The following post is written by Trevor Castor, Assistant Director of the Zwemer Center for Muslim Studies.
Nearly one year ago Mohamed Bouazizi set fire to himself in protest after Tunisian police confiscated his vegetable cart. Bouazizi’s act on December 17, 2010 seemed to be the spark in wild fire that has moved through the Arab world. One month later on January 17, 2011 an Egyptian man set himself ablaze in Cairo protesting the poor living and economic standards in Egypt. Four others in Algeria followed suit imitating Bouazizi’s protest and call for reform. Before long what began in Tunisia was boiling over into Egypt, Libya, Algeria, Bahrain, Syria, Iran, Iraq, Israel, Jordan, Yemen, Kuwait, Lebanon, Morocco, Palestine, Saudi Arabia, Morocco and the United Arab Emirates.
Many in the West have been watching the news concerning the Arab world over the last year with trepidation. A question I am often asked is “what do you think will happen if radicals like the Muslim Brotherhood come into power in these countries?” My Guess is that prior to this year most Americans had never heard of the Muslim Brotherhood but now they are concerned about the brotherhood’s political aspirations and how that might affect America. No matter who wins the day in Egypt, God will still work to see His plans for Egypt come to pass. It is no coincidence that when an Islamic regime took over Pakistan, Bible sales went up. Iran is another great example, following the 1979 revolution, Bible sales went up and the Church flourished. The underground Church in China might be the fastest growing Church in the world. We must realize that often times God uses the wrath of man to bring Him glory. (Psalm 76:10). Democracy does not always equate church growth and is not necessarily the most conducive political system for the spread of the gospel. Often times the gospel flourishes under harsh regimes and therefore we do not need to be fearful if Egypt or any other country moves in that direction. We pray for peace but we also pray for the harvest. Let’s be sure that our first concern is for the people of Egypt and other Arab nations to come to a saving knowledge of Christ whether that is politically good or bad for America. Too often our first priority is temporal comforts rather than eternal things. Whatever political power wins the day we pray that the Church will be strengthened and grow in the Arab world.
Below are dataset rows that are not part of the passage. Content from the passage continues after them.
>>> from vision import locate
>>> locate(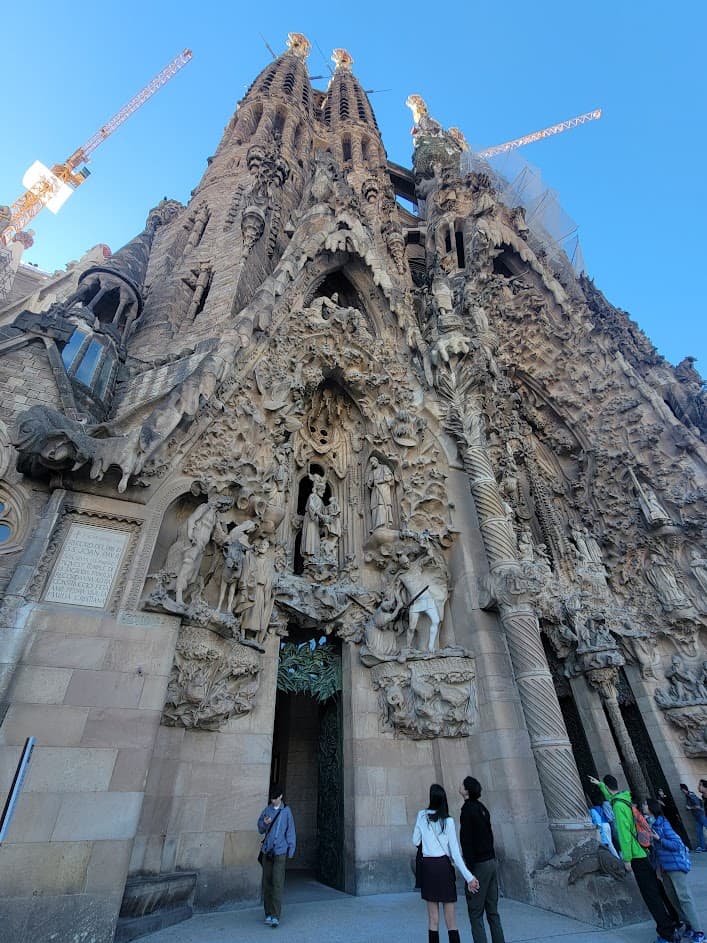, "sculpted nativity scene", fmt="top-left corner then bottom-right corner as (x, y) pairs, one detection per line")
(0, 34), (707, 943)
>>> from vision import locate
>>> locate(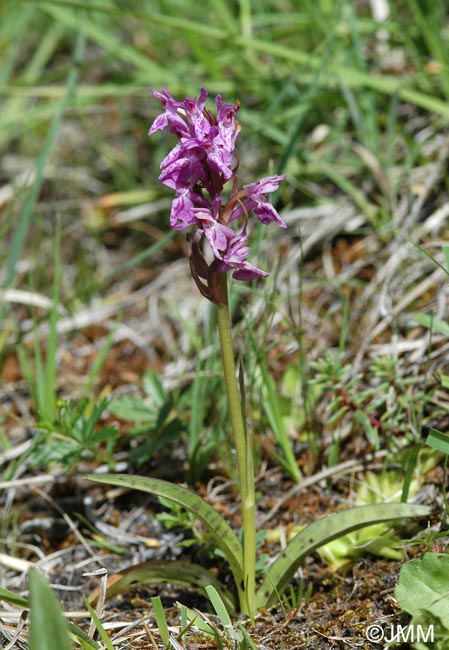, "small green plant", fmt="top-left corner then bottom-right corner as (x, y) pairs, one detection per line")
(0, 568), (100, 650)
(108, 372), (186, 467)
(395, 553), (449, 650)
(88, 89), (429, 622)
(312, 351), (425, 456)
(29, 398), (119, 471)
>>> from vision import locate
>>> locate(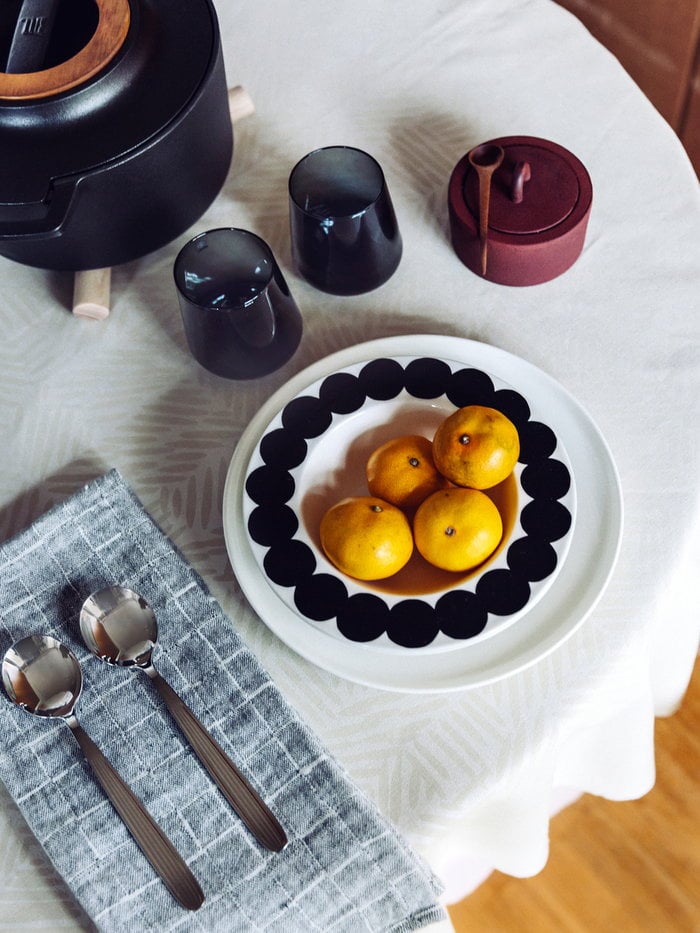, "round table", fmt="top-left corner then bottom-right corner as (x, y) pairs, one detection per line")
(0, 0), (700, 930)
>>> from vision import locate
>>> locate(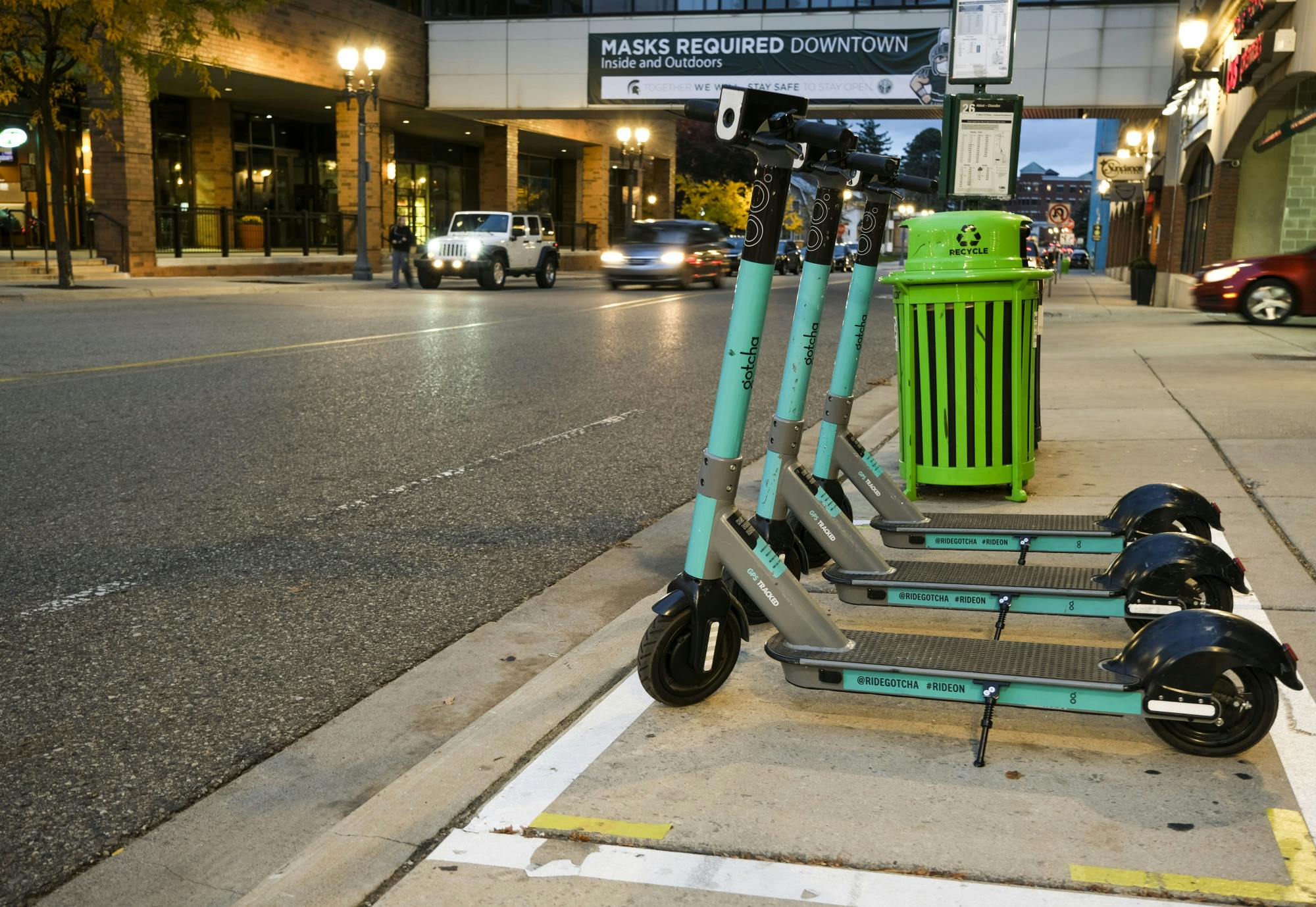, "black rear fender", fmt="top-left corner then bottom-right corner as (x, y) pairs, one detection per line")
(1100, 532), (1249, 601)
(1101, 608), (1303, 702)
(1099, 482), (1220, 541)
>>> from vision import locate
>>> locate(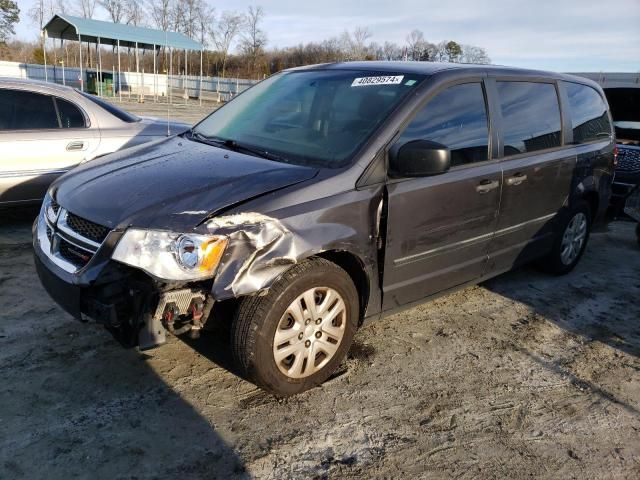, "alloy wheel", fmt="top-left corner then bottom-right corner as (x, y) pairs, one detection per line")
(273, 287), (347, 379)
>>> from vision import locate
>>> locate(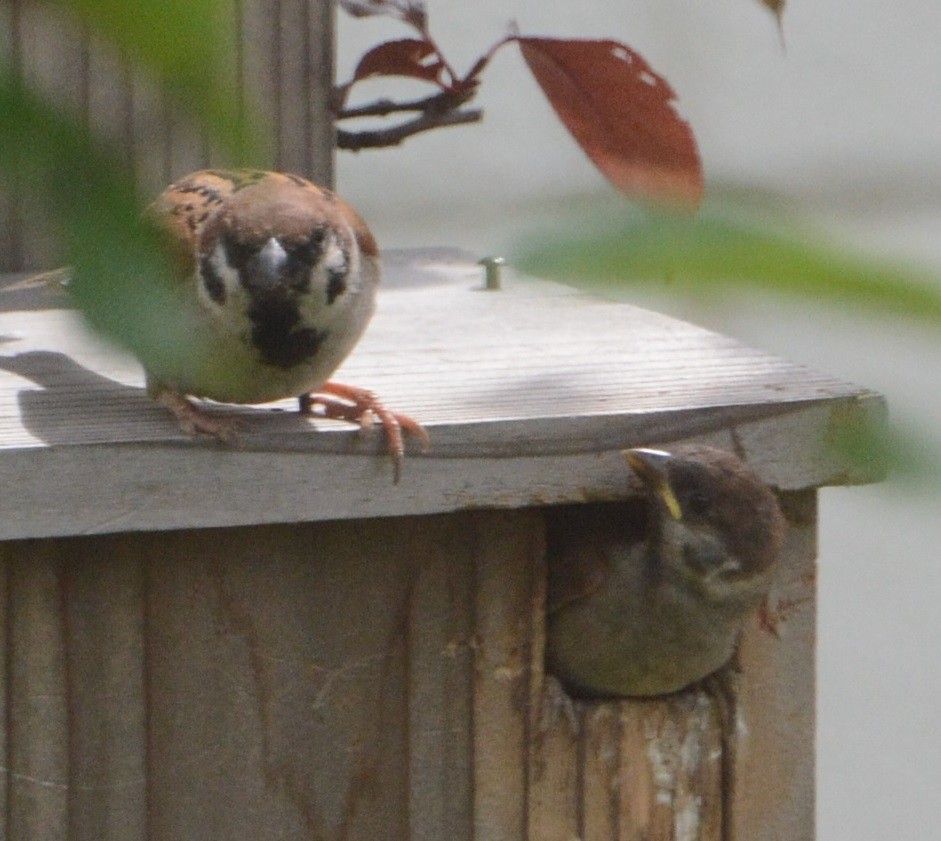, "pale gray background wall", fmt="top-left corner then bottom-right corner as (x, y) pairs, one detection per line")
(339, 0), (941, 841)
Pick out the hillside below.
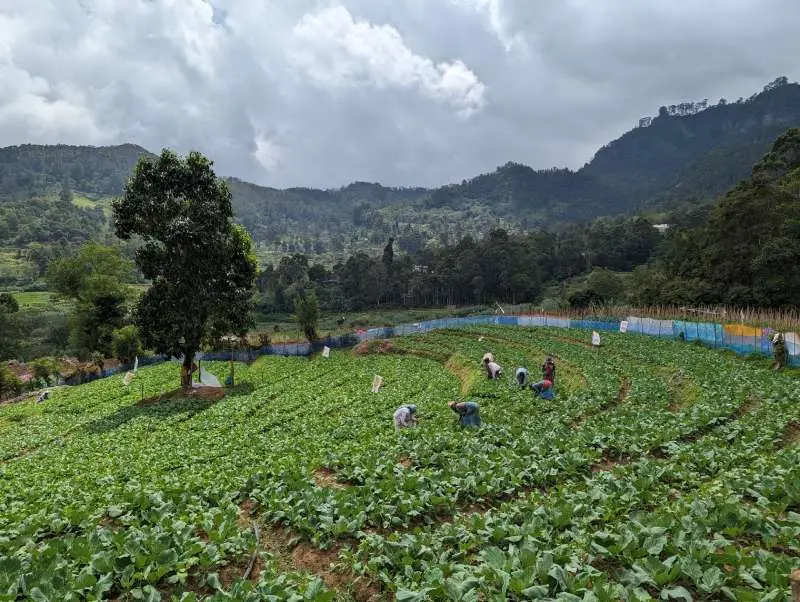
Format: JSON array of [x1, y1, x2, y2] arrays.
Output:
[[0, 326, 800, 602], [0, 78, 800, 280]]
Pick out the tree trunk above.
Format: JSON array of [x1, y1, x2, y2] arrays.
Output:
[[181, 352, 194, 391], [789, 569, 800, 602]]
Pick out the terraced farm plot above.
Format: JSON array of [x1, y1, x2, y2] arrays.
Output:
[[0, 327, 800, 601]]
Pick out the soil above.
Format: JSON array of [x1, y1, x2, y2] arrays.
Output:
[[136, 387, 225, 407], [353, 340, 394, 355], [314, 466, 349, 489], [781, 420, 800, 447]]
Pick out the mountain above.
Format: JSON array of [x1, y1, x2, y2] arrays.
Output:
[[635, 129, 800, 304], [0, 144, 153, 202], [0, 77, 800, 281]]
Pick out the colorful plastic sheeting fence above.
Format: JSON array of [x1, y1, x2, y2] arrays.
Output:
[[53, 315, 800, 384]]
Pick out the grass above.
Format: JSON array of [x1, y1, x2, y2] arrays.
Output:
[[0, 247, 36, 280], [254, 307, 482, 343]]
Amidst the Arab Spring there has been a story overlooked by many. God is doing something among Muslim-Christian relations in Egypt. On December 31, 2010 a Coptic church was bombed during mass. At least 21 people were killed and more than 70 injured. The Muslim response to the bombing was to show up at the next mass service acting as human shields. One Muslims put it this way “I know it might not be safe, yet it’s either we live together, or we die together, we are all Egyptians.”
On February 13th during the Tahrir Square protests, Christians volunteered to make a human chain around the Muslims in order to protect them from Mubarak’s men while they had their prayer service. In turn the Muslims offered to do the same for the Christians. The evangelical Church in Egypt led a public worship service for the first time ever. Thousands of Muslims were present to hear the gospel proclaimed.
On 11/11/11 a historic prayer event took place in Egypt. More than 70,000 were in attendance. This was the largest Christian event that has happened in Egypt in over a thousand years. Some are saying that this is the beginning of a revival in Egypt. I hope that we do not allow the political activity in the Arab world overshadow the God activity that is clearly evident. We should pray that what is happening in Egypt be a spark in a new wild fire of revival that will travel throughout the Arab world.